By: Leizer Goldsmith
Last week's Supreme Court decision in Reeves v. Sanderson was primarily notable for the Court's clear statement that an older employee must be given his day in court to attempt to prove age discrimination to the jury, when younger persons were given his job after termination, and the company's explanations for its actions were arguably false. A big question remains, however, as to how fully the Court's decision will be enforced by the lower courts. As I discussed the decision with several prominent plaintiff-oriented discrimination attorneys last week, reaction was decidedly mixed. For sure, the Court's opinion stated emphatically that employees may prove discrimination without confessions or admissions by their employers.
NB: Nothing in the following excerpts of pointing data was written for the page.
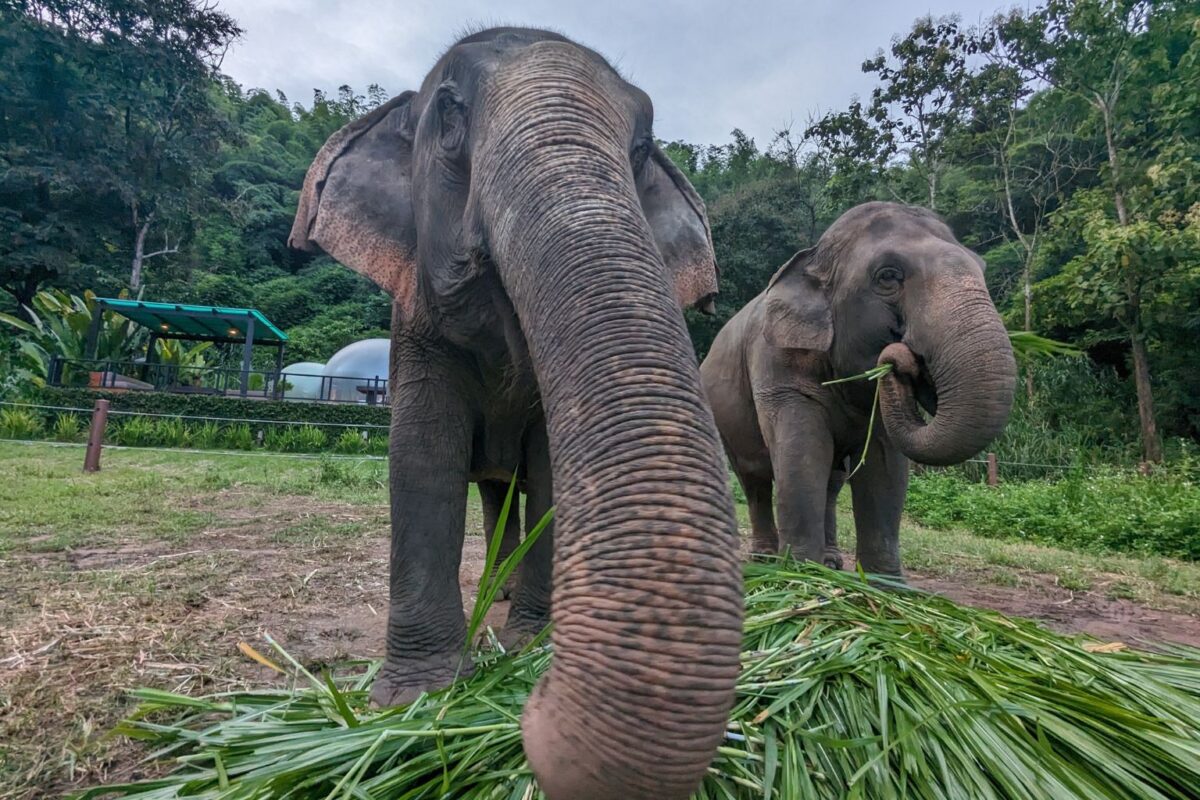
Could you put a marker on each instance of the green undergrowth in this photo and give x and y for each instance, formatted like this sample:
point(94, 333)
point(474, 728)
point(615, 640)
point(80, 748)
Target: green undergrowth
point(846, 691)
point(1097, 510)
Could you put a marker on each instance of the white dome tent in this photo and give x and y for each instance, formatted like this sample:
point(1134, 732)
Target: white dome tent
point(358, 373)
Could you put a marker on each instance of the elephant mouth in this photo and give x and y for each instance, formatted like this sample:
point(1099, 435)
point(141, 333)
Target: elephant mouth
point(924, 389)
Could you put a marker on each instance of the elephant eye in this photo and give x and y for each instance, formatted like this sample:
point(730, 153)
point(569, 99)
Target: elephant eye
point(888, 278)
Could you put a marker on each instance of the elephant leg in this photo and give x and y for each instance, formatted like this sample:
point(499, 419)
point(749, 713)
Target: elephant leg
point(492, 494)
point(879, 492)
point(802, 456)
point(430, 462)
point(765, 536)
point(529, 612)
point(833, 553)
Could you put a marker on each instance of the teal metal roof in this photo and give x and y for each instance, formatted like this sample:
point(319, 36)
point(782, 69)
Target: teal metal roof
point(207, 322)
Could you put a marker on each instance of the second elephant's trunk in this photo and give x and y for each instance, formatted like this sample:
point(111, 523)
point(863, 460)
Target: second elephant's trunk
point(969, 359)
point(647, 603)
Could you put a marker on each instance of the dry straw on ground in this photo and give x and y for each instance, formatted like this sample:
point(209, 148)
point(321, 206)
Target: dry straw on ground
point(846, 691)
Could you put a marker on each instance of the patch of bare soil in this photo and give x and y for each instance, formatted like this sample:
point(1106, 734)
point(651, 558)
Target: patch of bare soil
point(1072, 612)
point(78, 629)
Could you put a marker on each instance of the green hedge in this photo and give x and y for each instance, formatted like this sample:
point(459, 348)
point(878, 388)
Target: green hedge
point(348, 414)
point(1101, 510)
point(157, 423)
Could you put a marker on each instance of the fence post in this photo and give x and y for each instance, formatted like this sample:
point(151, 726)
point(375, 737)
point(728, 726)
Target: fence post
point(96, 437)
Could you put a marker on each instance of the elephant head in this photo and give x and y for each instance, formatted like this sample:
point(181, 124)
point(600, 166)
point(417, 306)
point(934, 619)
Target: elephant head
point(888, 283)
point(523, 181)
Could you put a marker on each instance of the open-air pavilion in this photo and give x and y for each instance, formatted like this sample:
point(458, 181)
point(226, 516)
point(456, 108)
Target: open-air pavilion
point(219, 324)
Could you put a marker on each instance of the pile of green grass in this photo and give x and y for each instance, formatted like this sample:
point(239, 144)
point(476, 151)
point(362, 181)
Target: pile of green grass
point(846, 691)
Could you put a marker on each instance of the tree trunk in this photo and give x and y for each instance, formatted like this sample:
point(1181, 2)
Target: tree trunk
point(1027, 288)
point(1114, 164)
point(138, 256)
point(1151, 445)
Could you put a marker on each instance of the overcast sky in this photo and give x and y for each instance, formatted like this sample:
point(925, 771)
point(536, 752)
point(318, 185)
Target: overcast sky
point(709, 66)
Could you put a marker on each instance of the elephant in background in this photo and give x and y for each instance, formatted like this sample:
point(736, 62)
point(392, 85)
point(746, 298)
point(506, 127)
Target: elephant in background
point(538, 246)
point(887, 283)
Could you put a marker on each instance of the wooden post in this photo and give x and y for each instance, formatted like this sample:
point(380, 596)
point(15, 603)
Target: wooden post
point(96, 437)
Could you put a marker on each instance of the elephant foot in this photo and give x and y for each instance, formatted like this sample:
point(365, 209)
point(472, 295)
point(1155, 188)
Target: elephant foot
point(509, 590)
point(763, 547)
point(520, 630)
point(403, 681)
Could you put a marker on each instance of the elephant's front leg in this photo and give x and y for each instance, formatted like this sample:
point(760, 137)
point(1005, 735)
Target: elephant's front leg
point(802, 453)
point(879, 491)
point(492, 494)
point(430, 461)
point(529, 611)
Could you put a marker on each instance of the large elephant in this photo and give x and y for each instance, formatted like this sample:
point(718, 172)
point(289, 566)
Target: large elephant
point(886, 283)
point(538, 246)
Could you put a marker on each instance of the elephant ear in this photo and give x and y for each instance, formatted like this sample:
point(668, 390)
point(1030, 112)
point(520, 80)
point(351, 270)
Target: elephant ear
point(679, 224)
point(798, 312)
point(357, 202)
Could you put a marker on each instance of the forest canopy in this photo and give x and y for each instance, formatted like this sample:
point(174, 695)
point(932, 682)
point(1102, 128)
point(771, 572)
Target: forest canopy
point(1061, 143)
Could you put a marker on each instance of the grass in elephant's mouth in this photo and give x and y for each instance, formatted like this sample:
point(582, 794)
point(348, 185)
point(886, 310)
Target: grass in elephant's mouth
point(846, 690)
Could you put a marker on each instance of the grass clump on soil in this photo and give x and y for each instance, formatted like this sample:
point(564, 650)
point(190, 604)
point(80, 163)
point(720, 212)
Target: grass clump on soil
point(846, 690)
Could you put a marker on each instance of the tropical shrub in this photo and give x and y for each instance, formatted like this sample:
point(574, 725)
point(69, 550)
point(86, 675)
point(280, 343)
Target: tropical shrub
point(67, 427)
point(19, 423)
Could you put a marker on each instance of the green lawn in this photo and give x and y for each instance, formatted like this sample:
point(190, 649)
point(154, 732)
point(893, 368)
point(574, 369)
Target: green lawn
point(151, 571)
point(48, 504)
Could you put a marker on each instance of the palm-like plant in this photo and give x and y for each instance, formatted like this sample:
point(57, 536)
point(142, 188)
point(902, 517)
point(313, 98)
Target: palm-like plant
point(58, 326)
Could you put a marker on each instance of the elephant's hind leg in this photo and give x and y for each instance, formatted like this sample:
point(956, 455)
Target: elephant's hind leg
point(833, 553)
point(492, 494)
point(765, 536)
point(430, 461)
point(529, 612)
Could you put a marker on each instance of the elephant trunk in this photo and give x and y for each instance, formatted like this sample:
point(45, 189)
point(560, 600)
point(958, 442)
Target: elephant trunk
point(647, 601)
point(969, 359)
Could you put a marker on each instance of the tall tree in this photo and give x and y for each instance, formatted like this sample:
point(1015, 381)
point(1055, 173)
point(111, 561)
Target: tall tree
point(120, 114)
point(1113, 54)
point(913, 110)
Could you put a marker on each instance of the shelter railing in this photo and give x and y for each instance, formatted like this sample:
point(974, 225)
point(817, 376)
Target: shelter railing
point(222, 382)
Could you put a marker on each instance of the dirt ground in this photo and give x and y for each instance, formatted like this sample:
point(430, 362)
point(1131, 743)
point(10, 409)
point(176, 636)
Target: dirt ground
point(81, 626)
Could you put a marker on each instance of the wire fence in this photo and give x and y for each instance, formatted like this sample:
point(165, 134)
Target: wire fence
point(243, 453)
point(971, 467)
point(201, 419)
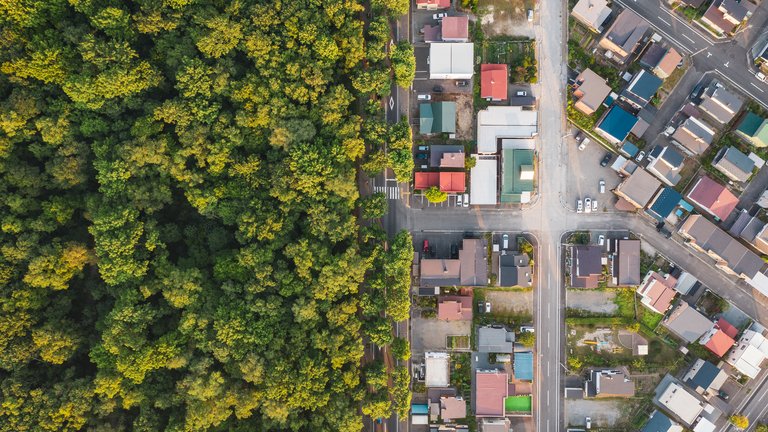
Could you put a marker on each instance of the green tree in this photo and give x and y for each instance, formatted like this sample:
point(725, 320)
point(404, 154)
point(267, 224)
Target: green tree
point(435, 195)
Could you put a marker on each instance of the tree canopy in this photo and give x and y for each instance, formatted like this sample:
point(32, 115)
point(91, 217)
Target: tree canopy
point(179, 249)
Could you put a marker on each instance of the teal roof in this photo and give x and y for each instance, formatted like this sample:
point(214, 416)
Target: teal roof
point(514, 163)
point(437, 117)
point(749, 124)
point(617, 123)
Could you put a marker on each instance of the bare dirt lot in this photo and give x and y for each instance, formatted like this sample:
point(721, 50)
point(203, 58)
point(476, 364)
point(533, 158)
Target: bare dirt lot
point(505, 17)
point(593, 301)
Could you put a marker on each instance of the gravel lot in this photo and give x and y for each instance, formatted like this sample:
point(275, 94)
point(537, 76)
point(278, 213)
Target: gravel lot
point(593, 301)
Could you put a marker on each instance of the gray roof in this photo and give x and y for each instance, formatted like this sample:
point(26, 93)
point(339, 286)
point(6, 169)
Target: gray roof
point(734, 164)
point(514, 270)
point(712, 239)
point(495, 340)
point(687, 323)
point(627, 263)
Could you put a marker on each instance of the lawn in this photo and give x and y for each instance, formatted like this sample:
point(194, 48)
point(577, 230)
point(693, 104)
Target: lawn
point(517, 404)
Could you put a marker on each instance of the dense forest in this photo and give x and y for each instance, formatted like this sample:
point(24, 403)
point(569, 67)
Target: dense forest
point(183, 246)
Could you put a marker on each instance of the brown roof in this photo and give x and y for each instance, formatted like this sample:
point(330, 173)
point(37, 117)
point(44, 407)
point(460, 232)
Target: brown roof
point(452, 408)
point(454, 308)
point(669, 62)
point(456, 27)
point(490, 391)
point(713, 197)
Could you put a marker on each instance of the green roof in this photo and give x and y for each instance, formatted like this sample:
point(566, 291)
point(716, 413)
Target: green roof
point(515, 163)
point(437, 117)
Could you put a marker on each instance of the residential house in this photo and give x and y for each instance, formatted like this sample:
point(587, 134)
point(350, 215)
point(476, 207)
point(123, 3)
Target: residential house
point(515, 270)
point(638, 189)
point(592, 13)
point(751, 229)
point(452, 408)
point(641, 89)
point(616, 124)
point(705, 378)
point(694, 135)
point(720, 104)
point(471, 269)
point(589, 91)
point(666, 164)
point(609, 383)
point(586, 266)
point(725, 15)
point(659, 422)
point(664, 203)
point(495, 340)
point(681, 403)
point(491, 390)
point(454, 308)
point(495, 425)
point(734, 164)
point(446, 156)
point(624, 35)
point(455, 29)
point(448, 182)
point(493, 81)
point(437, 367)
point(451, 60)
point(749, 354)
point(657, 292)
point(730, 255)
point(717, 340)
point(437, 117)
point(626, 262)
point(517, 175)
point(753, 129)
point(433, 4)
point(712, 197)
point(687, 323)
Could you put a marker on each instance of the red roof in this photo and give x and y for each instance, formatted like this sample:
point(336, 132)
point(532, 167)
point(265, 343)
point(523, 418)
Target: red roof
point(714, 197)
point(452, 182)
point(441, 4)
point(726, 327)
point(490, 390)
point(719, 343)
point(493, 81)
point(455, 308)
point(422, 180)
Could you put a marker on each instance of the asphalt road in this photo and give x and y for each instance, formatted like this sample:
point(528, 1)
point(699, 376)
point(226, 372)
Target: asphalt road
point(727, 57)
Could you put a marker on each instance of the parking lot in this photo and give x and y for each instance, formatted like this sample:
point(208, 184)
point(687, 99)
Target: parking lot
point(585, 173)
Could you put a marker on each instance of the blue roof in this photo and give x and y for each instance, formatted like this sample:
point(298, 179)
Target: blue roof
point(705, 375)
point(617, 123)
point(646, 85)
point(524, 366)
point(658, 423)
point(629, 148)
point(664, 204)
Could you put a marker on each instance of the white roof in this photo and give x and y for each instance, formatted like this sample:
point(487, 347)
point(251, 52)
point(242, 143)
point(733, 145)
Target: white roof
point(504, 122)
point(681, 403)
point(704, 425)
point(760, 283)
point(451, 60)
point(483, 181)
point(437, 369)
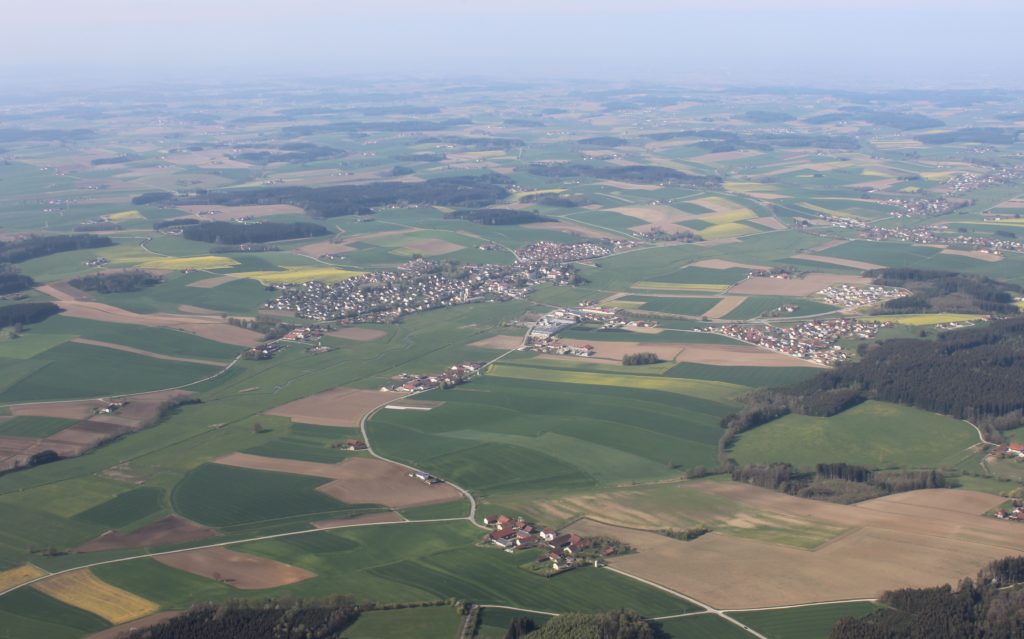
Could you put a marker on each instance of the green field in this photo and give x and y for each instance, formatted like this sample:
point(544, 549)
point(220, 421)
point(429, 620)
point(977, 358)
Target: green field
point(125, 508)
point(85, 371)
point(440, 621)
point(875, 434)
point(695, 306)
point(233, 499)
point(501, 433)
point(701, 627)
point(803, 623)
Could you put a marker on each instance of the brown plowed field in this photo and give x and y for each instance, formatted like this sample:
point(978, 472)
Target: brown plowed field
point(796, 287)
point(738, 355)
point(919, 539)
point(242, 570)
point(341, 407)
point(210, 327)
point(66, 410)
point(388, 517)
point(170, 529)
point(356, 480)
point(357, 334)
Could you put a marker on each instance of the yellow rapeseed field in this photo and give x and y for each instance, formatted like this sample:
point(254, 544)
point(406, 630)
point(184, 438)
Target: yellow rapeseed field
point(201, 262)
point(84, 590)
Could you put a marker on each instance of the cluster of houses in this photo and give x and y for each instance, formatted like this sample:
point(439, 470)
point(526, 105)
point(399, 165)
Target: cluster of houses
point(816, 340)
point(852, 296)
point(922, 207)
point(560, 318)
point(1012, 450)
point(554, 252)
point(420, 285)
point(939, 235)
point(265, 350)
point(455, 375)
point(563, 549)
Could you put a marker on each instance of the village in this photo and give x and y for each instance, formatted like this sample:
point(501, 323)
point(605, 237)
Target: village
point(816, 340)
point(564, 550)
point(457, 374)
point(420, 285)
point(850, 296)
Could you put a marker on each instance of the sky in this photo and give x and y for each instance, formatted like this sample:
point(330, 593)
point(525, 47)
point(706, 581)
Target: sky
point(851, 44)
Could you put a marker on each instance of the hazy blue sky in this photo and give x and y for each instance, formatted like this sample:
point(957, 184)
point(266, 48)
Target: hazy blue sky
point(851, 43)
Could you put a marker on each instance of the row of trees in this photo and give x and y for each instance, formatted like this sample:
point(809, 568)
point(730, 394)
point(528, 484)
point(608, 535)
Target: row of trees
point(991, 606)
point(498, 217)
point(614, 625)
point(116, 282)
point(838, 482)
point(640, 174)
point(463, 190)
point(640, 358)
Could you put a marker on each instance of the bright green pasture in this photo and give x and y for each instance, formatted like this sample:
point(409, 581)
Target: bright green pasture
point(678, 305)
point(231, 498)
point(502, 433)
point(802, 623)
point(877, 434)
point(163, 341)
point(883, 253)
point(28, 613)
point(76, 371)
point(125, 508)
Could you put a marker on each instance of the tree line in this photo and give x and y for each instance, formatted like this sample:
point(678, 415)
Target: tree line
point(498, 217)
point(840, 482)
point(975, 374)
point(989, 606)
point(229, 232)
point(639, 174)
point(614, 625)
point(325, 202)
point(640, 358)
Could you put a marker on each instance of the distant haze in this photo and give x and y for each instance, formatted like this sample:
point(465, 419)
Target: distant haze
point(864, 43)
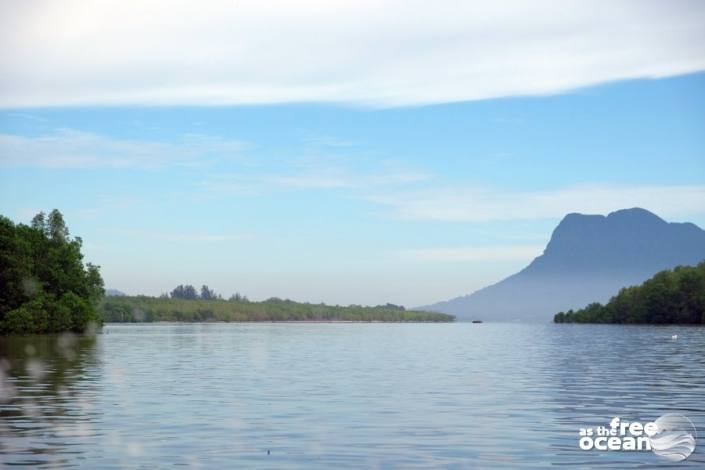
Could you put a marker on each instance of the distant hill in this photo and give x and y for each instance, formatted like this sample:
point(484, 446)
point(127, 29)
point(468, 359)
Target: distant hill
point(588, 259)
point(114, 293)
That point is indisputably central to vindicating the rights of employment discrimination victims. However, the Supreme Court's prior decision from 1993 had already made that point clear, and still many courts had ignored it. Will it be different this time?
For instance, the United States Court of Appeals for the Fourth Circuit, which covers parts of the mid-Atlantic region including Virginia and Maryland, had ruled despite the prior Supreme Court ruling, that discrimination cases should be dismissed if the proof was solely indirect. It seems to be a fair question whether that Court will truly change its approach to comply with the law, now that the Supreme Court has disagreed with it for a second time. Some of the pessimism on this subject can also be attributed to the Fourth Circuit's record of upholding summary judgment (dismissal) decisions by the lower court judges in virtually every discrimination case (over three hundred in all) brought to it over the past seven years. Some plaintiffs' attorneys privately suspect that in some of its written opinions in those cases, the Fourth Circuit incorrectly described the facts in order to justify a pro-management outcome. If that were true, it would be hard to see it changing just because of a new Supreme Court decision. There is similar speculation regarding the Fifth Circuit, which primarily covers Texas.
The Reeves decision included some other points that should be helpful to discrimination plaintiffs, if they are properly followed by the lower courts. For one, the Court implicitly, but strongly, criticized what has come to be known as the “stray remarks” doctrine. Under that rule, courts have prevented juries from considering racist or sexist remarks by proclaiming them irrelevant, if they were not made by the exact same person who fired or disciplined the employee, and were not made extremely close in time to the firing or discipline. Similarly, the Court implicitly called into question the concept– widely adopted by many courts– which holds that an employer which employs other older, minority or female workers, must be incapable of discriminating against other individuals within that group.
Without a doubt, Reeves gives employees a lot to cheer about. However, the Supreme Court reviews only a tiny fraction of all federal employment cases. The real impact of Reeves will be known only in the coming months, once the Courts of Appeals have decided other, similar cases based on the precedent created by Reeves. Those Americans concerned with employee rights and civil rights will be watching those upcoming decisions closely.